泪色のキセキ


懐かしい夢を見たせいか、頬に伝う涙の冷たさで目が覚めた。

「玲!お父さん!玲が目を覚ました!!」

目を開けると目の前に白い天井。

そして同時に女の人の声が聞こえた。

最初に私の目に映ったのは、知らない女の人だった。

…誰?

ここどこ?

私どうしたの?

疑問ばかりが浮かんでくる。

「玲、どこか痛いとこないか?今、先生がくるからな」

今度は知らない男の人が優しい顔で私の顔を覗き込む。

誰だろう…この人たち。

ってか、真は?子供たちは…居ないのかな?

寝てる体勢から体を起こすと気づいた。

今、私がいる場所が病院だと。

そう言えば…トラックにぶつかったんだった。

生きてたんだ私。

悪運強いな…

「七瀬さん。
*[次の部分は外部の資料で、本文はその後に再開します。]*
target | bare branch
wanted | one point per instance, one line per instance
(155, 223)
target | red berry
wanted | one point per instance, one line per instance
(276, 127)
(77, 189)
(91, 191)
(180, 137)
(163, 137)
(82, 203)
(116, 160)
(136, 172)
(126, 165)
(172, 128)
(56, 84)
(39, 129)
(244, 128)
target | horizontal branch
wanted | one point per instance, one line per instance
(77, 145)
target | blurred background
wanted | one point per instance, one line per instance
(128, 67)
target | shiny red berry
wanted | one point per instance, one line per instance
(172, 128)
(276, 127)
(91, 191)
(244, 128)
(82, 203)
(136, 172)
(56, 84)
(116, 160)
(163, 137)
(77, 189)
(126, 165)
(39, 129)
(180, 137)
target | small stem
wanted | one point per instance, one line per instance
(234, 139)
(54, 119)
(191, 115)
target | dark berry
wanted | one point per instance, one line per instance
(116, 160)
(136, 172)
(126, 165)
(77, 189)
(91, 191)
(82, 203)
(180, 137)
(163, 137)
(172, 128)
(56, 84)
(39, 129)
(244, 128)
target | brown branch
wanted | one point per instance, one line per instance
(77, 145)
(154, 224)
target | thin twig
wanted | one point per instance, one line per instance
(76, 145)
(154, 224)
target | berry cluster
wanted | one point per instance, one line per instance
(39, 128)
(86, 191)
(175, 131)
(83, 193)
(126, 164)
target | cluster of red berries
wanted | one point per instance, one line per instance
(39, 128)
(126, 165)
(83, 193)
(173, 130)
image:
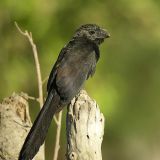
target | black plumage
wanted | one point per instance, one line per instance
(75, 64)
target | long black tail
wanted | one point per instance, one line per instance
(40, 127)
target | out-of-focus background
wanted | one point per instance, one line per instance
(127, 81)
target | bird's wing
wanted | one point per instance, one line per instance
(52, 75)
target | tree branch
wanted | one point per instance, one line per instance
(85, 129)
(58, 121)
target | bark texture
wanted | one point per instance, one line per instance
(15, 123)
(85, 129)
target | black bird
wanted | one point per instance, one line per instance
(75, 64)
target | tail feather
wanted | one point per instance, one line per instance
(40, 127)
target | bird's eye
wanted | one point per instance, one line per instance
(91, 32)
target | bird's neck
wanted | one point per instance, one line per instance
(86, 42)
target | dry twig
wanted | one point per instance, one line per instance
(58, 121)
(35, 53)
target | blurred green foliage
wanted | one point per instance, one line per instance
(127, 82)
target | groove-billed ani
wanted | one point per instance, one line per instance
(75, 64)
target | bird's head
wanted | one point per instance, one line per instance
(92, 32)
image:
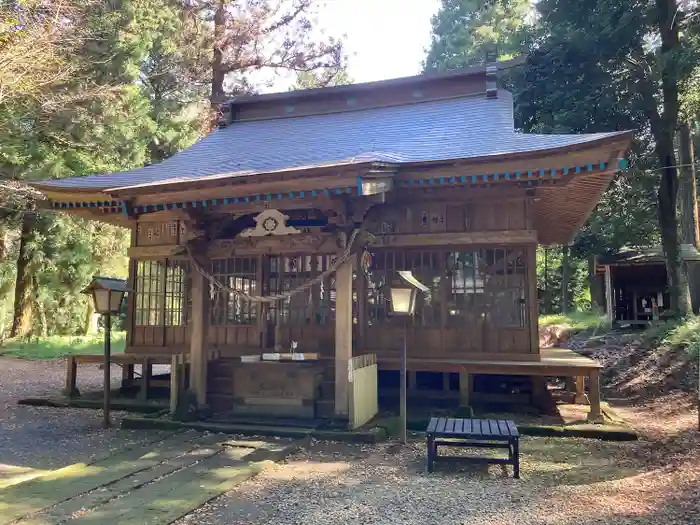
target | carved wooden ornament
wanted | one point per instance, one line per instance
(270, 222)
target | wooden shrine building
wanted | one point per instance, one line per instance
(636, 284)
(424, 173)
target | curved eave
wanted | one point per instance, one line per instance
(249, 179)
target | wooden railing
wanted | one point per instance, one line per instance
(363, 389)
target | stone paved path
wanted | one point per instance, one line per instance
(153, 483)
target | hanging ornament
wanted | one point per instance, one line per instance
(365, 262)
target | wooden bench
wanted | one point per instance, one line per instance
(481, 433)
(126, 361)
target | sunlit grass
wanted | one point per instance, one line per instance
(684, 333)
(57, 346)
(574, 320)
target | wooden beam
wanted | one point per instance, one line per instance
(343, 337)
(151, 252)
(500, 237)
(198, 337)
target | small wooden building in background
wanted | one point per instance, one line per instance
(636, 285)
(428, 169)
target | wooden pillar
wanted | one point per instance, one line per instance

気分はどうですか?」

ボーとする中、白衣を着た中年の男の人が私の横に来る。

多分この病院の先生だろう。

「特に…どこも痛くありません」

キセキだ。

確かに真正面にトラックが突っ込んできたのにどこも痛くないなんて。

「若い七瀬さんがかすり傷だけで済んで幸いでした」

申し訳なさそうに先生は言った。

なんだか嫌な予感がした。

私が助かったならあの子もきっと助かってるはずなのに。

「先生…あの子は無事ですか?」

「あぁ…大丈夫ですよ」

先生の答えは気持ちがこもってなかった。

マニュアルをそのまま言葉にしているような事務的な答えに聞こえた。

「検査の結果、異常はありませんので明日には退院できますよ」

「ありがとうございます」

女の人は頬に涙を伝わせてくしゃりと笑った。